Market Hedwig

Weekly Market Update (Jun 06, 2026)

HIGHLIGHTS

The equity market has lost some momentum this week. The ECB is expected to hike rates next week.

  • Economic Data: Recent data indicate strength in labor demand, supported by gains in jobs and job postings. Rates are not as restrictive as expected.
  • Japan: Bank of Japan officials are turning more hawkish, showing clear concern about the risk of falling behind the curve. Markets are expecting a rate hike in June.
  • AI: Demand for AI tokens has continued to exceed supply amid several years of large investment in AI capital expenditure.

MARKETS

Nasdaq25,709.43-4.68%
S&P 5007,383.74-2.59%
Dow50,866.78-0.32%
10-Year4.53%+8bps
Brent93.09+2.16%
DXY100.07+1.14%

*Data as of market close. 5-day change ending on Friday.

VIEW FROM THE STREET

Equity

UBS: We expect continued AI adoption and economic growth to drive S&P500 earnings per share growth of 20% this year. Sustained AI demand would support further equity gains.

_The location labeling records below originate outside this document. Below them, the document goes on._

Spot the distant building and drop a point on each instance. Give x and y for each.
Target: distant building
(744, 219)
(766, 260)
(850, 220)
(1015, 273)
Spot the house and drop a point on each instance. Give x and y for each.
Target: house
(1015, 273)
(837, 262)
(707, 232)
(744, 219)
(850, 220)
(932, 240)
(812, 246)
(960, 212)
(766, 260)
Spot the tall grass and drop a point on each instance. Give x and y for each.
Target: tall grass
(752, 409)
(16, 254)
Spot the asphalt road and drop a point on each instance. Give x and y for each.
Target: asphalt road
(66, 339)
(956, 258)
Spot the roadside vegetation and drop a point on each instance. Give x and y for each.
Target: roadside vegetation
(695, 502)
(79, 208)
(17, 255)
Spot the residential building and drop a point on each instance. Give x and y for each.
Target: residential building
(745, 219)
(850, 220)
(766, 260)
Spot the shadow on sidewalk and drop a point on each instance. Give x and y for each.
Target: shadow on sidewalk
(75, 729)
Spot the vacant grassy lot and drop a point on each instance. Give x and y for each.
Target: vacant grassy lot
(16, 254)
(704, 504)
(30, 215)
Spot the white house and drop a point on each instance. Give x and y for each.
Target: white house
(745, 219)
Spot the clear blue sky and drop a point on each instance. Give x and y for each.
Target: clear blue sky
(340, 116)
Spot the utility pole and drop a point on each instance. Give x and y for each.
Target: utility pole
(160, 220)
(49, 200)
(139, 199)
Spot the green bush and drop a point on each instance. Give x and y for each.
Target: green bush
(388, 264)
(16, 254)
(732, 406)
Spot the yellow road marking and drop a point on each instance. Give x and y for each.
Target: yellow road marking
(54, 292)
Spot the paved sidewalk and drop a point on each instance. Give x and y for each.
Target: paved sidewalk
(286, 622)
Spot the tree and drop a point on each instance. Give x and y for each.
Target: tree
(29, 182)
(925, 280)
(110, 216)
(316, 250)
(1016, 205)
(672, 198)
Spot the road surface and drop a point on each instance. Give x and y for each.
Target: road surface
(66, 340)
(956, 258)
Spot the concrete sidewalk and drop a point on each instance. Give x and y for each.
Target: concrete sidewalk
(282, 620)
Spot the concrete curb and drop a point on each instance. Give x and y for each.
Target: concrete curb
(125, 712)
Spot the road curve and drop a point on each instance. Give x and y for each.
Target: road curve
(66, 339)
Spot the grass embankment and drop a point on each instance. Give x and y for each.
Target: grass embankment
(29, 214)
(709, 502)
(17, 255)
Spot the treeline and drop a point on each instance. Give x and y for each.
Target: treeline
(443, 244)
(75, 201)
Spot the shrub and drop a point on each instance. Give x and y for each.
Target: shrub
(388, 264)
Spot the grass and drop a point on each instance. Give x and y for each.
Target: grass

Goldman Sachs: The equity market has rallied sharply over the past few weeks. Markets have started to question the sustainability of the run. Several indicators suggest that the current market is still not close to dot-com bubble conditions.

Fixed Income

Morgan Stanley: 2Y yields are hovering near 4%, meaning the flattening of 2Y/10Y is less about long-term inflation and more about near-term stagflation. The 10Y real rate is still around 2%, suggesting that the higher-for-longer regime is likely to remain.

Goldman Sachs: We do not expect a rate cut this year and have delayed expectations for the final two rate cuts to June and December 2027. We still think a rate hike is unlikely, even though Fed commentary has turned more hawkish. Inflation from the war has not broadened out, and the labor market remains in good shape.

Economy

UBS: The key source of market volatility is still uncertainty around the Strait of Hormuz, which affects energy flows. The US-Iran deal remains in limbo.

Standard Chartered: US payroll and inflation data will be the next catalysts for the economy. Given recent economic data, we expect the Fed to stay on hold for now.